Lesson 8: RECOGNITION OF ROAD BOUNDARIES, ROAD USERS AND OBSTACLES II: USING A LIDAR

In this lesson, we will explore how LiDAR technology, the Global Positioning System (GPS) sensing unit, and the MATLAB software package contribute to the recognition of road features and obstacles in the context of autonomous vehicles.

1. Recognition of Distance from Obstacles Using LiDAR

• LiDAR (Light Detection and Ranging) is a crucial technology for identifying obstacles surrounding the vehicle.
• LiDAR devices are often mounted on the vehicle’s roof and can rotate to provide a 360° view of the surroundings.
• LiDAR calculates the distance to obstacles by measuring the time it takes for laser beams to bounce off objects and return to the sensor.
• The ability to precisely measure distances is essential for ensuring the vehicle’s safety and avoiding collisions.

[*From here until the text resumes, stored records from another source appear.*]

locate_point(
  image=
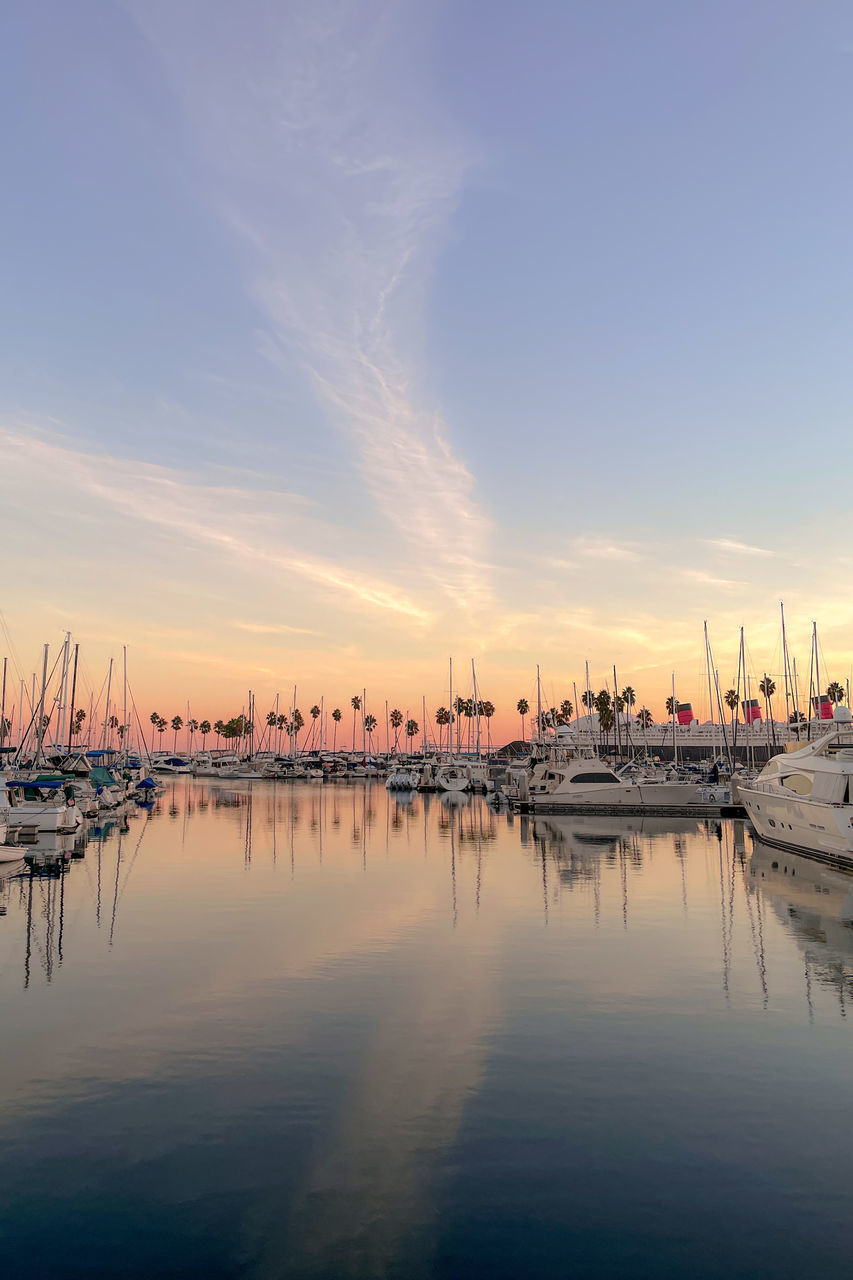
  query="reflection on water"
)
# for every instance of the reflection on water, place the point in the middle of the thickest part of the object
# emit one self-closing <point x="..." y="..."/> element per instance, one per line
<point x="325" y="1031"/>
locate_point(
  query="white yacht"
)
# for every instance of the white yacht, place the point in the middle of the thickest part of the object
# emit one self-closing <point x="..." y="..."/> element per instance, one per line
<point x="41" y="805"/>
<point x="803" y="799"/>
<point x="452" y="777"/>
<point x="587" y="782"/>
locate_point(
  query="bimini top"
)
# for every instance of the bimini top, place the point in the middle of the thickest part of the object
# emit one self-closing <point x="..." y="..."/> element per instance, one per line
<point x="36" y="782"/>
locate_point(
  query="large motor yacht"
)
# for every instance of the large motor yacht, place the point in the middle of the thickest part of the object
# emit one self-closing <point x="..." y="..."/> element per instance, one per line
<point x="804" y="799"/>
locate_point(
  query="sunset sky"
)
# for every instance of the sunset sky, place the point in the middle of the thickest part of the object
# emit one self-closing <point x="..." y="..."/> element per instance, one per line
<point x="343" y="337"/>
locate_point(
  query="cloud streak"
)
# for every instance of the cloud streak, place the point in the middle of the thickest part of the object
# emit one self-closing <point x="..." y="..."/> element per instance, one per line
<point x="247" y="525"/>
<point x="334" y="172"/>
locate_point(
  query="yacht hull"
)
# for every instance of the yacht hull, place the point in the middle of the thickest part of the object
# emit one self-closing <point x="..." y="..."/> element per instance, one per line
<point x="803" y="826"/>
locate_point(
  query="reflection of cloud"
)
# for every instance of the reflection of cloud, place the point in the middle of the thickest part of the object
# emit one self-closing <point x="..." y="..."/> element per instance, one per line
<point x="340" y="181"/>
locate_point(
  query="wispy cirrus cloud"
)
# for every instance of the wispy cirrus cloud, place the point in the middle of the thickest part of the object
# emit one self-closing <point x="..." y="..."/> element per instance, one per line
<point x="734" y="548"/>
<point x="338" y="177"/>
<point x="252" y="526"/>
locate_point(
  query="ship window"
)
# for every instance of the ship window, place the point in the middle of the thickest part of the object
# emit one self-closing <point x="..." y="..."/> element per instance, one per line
<point x="798" y="782"/>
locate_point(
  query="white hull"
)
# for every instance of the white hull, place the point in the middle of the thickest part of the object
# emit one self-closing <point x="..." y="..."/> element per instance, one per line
<point x="653" y="795"/>
<point x="50" y="818"/>
<point x="799" y="823"/>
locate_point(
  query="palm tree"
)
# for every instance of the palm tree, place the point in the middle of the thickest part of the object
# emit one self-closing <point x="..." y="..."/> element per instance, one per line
<point x="487" y="709"/>
<point x="606" y="720"/>
<point x="459" y="711"/>
<point x="731" y="700"/>
<point x="835" y="693"/>
<point x="369" y="723"/>
<point x="605" y="708"/>
<point x="769" y="688"/>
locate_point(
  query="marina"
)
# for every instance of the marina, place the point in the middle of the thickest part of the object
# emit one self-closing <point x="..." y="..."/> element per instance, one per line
<point x="409" y="1034"/>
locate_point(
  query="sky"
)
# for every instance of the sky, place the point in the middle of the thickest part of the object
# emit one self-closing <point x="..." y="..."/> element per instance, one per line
<point x="342" y="338"/>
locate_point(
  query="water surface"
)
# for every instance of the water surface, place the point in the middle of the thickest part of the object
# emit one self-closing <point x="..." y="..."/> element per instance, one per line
<point x="291" y="1031"/>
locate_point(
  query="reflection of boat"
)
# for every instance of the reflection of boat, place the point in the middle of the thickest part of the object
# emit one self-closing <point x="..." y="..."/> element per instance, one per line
<point x="587" y="784"/>
<point x="804" y="799"/>
<point x="815" y="903"/>
<point x="587" y="832"/>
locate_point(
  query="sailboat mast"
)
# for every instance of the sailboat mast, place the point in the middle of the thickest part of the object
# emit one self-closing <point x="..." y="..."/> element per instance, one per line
<point x="71" y="722"/>
<point x="3" y="707"/>
<point x="477" y="708"/>
<point x="675" y="736"/>
<point x="106" y="713"/>
<point x="41" y="708"/>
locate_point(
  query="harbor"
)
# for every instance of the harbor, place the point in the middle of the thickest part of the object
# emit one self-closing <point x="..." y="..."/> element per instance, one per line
<point x="349" y="992"/>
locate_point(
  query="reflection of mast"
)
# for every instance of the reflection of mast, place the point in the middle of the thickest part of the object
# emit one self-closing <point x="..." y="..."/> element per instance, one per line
<point x="723" y="920"/>
<point x="28" y="951"/>
<point x="544" y="882"/>
<point x="62" y="915"/>
<point x="118" y="868"/>
<point x="452" y="824"/>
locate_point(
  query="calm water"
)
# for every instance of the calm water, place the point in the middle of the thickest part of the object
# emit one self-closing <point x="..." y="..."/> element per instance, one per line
<point x="323" y="1032"/>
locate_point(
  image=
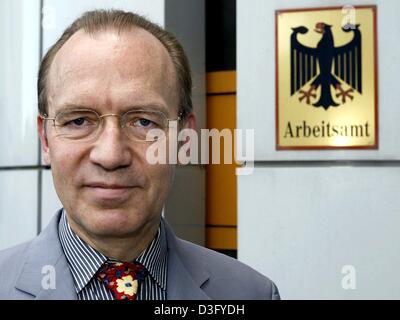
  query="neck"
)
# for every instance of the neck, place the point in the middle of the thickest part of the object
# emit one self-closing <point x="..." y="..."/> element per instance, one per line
<point x="123" y="248"/>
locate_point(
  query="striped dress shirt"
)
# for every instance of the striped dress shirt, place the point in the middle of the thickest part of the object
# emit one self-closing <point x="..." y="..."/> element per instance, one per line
<point x="84" y="262"/>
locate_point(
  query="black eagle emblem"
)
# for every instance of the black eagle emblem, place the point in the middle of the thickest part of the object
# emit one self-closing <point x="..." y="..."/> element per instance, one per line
<point x="327" y="64"/>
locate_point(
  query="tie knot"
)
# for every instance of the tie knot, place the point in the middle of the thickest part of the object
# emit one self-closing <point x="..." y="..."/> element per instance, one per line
<point x="122" y="278"/>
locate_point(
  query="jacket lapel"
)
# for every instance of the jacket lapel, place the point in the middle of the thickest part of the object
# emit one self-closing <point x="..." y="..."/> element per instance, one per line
<point x="45" y="253"/>
<point x="45" y="261"/>
<point x="182" y="284"/>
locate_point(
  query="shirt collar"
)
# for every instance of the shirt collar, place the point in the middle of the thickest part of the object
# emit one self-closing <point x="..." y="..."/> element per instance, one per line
<point x="84" y="261"/>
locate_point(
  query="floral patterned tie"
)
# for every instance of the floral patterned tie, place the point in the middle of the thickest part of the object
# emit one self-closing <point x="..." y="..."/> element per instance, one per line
<point x="122" y="278"/>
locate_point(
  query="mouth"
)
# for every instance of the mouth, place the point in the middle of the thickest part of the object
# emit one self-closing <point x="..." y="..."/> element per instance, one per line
<point x="106" y="191"/>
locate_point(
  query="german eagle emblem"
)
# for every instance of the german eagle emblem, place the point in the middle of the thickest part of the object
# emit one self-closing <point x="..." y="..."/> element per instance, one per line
<point x="326" y="65"/>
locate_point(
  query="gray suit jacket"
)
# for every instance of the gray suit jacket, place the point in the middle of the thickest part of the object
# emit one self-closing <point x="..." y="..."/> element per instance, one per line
<point x="194" y="272"/>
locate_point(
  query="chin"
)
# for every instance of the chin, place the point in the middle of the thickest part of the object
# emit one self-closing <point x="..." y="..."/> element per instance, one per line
<point x="116" y="223"/>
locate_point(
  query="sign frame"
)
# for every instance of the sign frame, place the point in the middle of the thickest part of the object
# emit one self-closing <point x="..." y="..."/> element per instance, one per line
<point x="375" y="146"/>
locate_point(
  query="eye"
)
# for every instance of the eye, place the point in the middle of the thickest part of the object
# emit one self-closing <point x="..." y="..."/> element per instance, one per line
<point x="144" y="122"/>
<point x="78" y="121"/>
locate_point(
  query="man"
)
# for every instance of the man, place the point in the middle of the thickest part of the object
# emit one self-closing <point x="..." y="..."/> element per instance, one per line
<point x="110" y="79"/>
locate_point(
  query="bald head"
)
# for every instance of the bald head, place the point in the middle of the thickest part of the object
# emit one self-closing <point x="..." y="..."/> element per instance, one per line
<point x="113" y="69"/>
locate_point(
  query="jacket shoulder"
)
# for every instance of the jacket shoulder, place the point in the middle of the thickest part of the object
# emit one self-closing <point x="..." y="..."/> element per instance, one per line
<point x="229" y="278"/>
<point x="11" y="263"/>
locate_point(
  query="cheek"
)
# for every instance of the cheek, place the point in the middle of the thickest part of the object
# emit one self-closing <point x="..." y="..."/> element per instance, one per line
<point x="64" y="164"/>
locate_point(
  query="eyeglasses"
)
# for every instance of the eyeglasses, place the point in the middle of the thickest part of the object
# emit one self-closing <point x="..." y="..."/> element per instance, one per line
<point x="85" y="124"/>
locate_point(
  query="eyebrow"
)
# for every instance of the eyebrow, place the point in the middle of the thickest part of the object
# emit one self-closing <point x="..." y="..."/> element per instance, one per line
<point x="145" y="107"/>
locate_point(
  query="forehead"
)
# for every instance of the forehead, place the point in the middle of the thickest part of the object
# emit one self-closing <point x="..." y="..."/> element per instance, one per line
<point x="112" y="69"/>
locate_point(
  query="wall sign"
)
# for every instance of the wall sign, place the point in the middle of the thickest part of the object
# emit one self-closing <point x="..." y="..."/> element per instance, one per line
<point x="326" y="78"/>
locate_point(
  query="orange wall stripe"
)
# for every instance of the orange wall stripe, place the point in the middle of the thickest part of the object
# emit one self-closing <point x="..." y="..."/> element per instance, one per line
<point x="221" y="238"/>
<point x="221" y="81"/>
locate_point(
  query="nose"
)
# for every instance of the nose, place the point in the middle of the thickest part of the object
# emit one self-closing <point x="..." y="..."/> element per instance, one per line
<point x="111" y="149"/>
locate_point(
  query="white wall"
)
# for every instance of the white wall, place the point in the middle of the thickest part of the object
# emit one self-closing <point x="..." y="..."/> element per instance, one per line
<point x="301" y="221"/>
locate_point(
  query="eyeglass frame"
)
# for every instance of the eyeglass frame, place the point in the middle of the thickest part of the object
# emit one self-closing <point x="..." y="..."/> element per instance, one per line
<point x="120" y="116"/>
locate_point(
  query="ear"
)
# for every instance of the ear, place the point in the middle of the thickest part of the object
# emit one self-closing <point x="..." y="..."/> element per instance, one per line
<point x="43" y="139"/>
<point x="190" y="123"/>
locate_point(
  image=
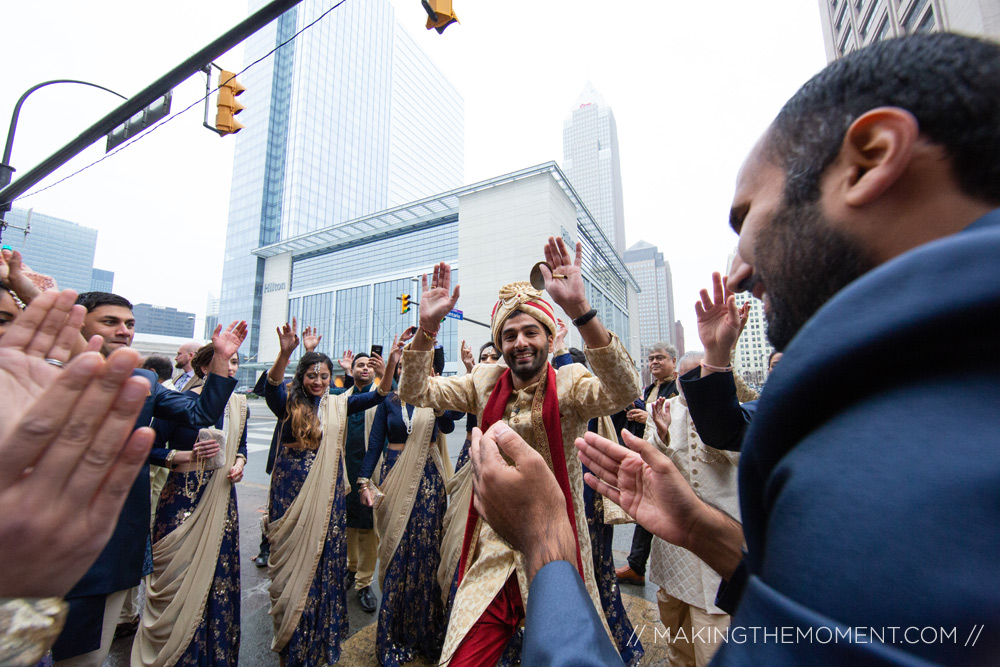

2. Using the Global Positioning System Sensing Unit

• The Global Positioning System (GPS) sensing unit is primarily employed to verify the accuracy of the vehicle’s current position information.
• While GPS sensors may not offer high precision for transverse positioning on the road, they are valuable for correcting the vehicle’s longitudinal position.
• GPS can be particularly useful when the LiDAR and camera sensors require fine adjustments to predict upcoming curves accurately.

3. Utilizing the MATLAB Software Package for Determining Vehicle Surroundings

• MATLAB, a widely used software platform, provides the Automated Driving Toolbox starting from version R2017a, making it accessible for students and developers.
• This toolbox empowers users to design and implement autonomous vehicle control systems.
• Key features offered by the MATLAB package include:
  • Fusion of data from various sensors.
  • Visualization and representation of sensor data in a bird’s-eye view.
  • Simulation of systems like frontal collision warnings, lane departure prevention, automatic parallel parking, and adaptive cruise control.
  • Visual perception using monocular cameras.
  • Object identification (both stationary and mobile) based on camera input.
  • Signal processing from LiDAR for creating a three-dimensional map of the vehicle’s environment.
• MATLAB’s capabilities make it a powerful tool for developing and testing autonomous vehicle technologies.

Conclusion

• LiDAR, GPS sensing units, and MATLAB software play critical roles in enhancing the recognition of road boundaries, road users, and obstacles for autonomous vehicles.
• LiDAR provides precise distance measurements, ensuring the vehicle can navigate safely.
• GPS offers longitudinal position verification, improving overall accuracy.
• MATLAB’s Automated Driving Toolbox equips students and developers with a comprehensive platform for designing and simulating autonomous vehicle control systems.
• These technologies collectively contribute to the advancement of autonomous driving and its applications in various domains.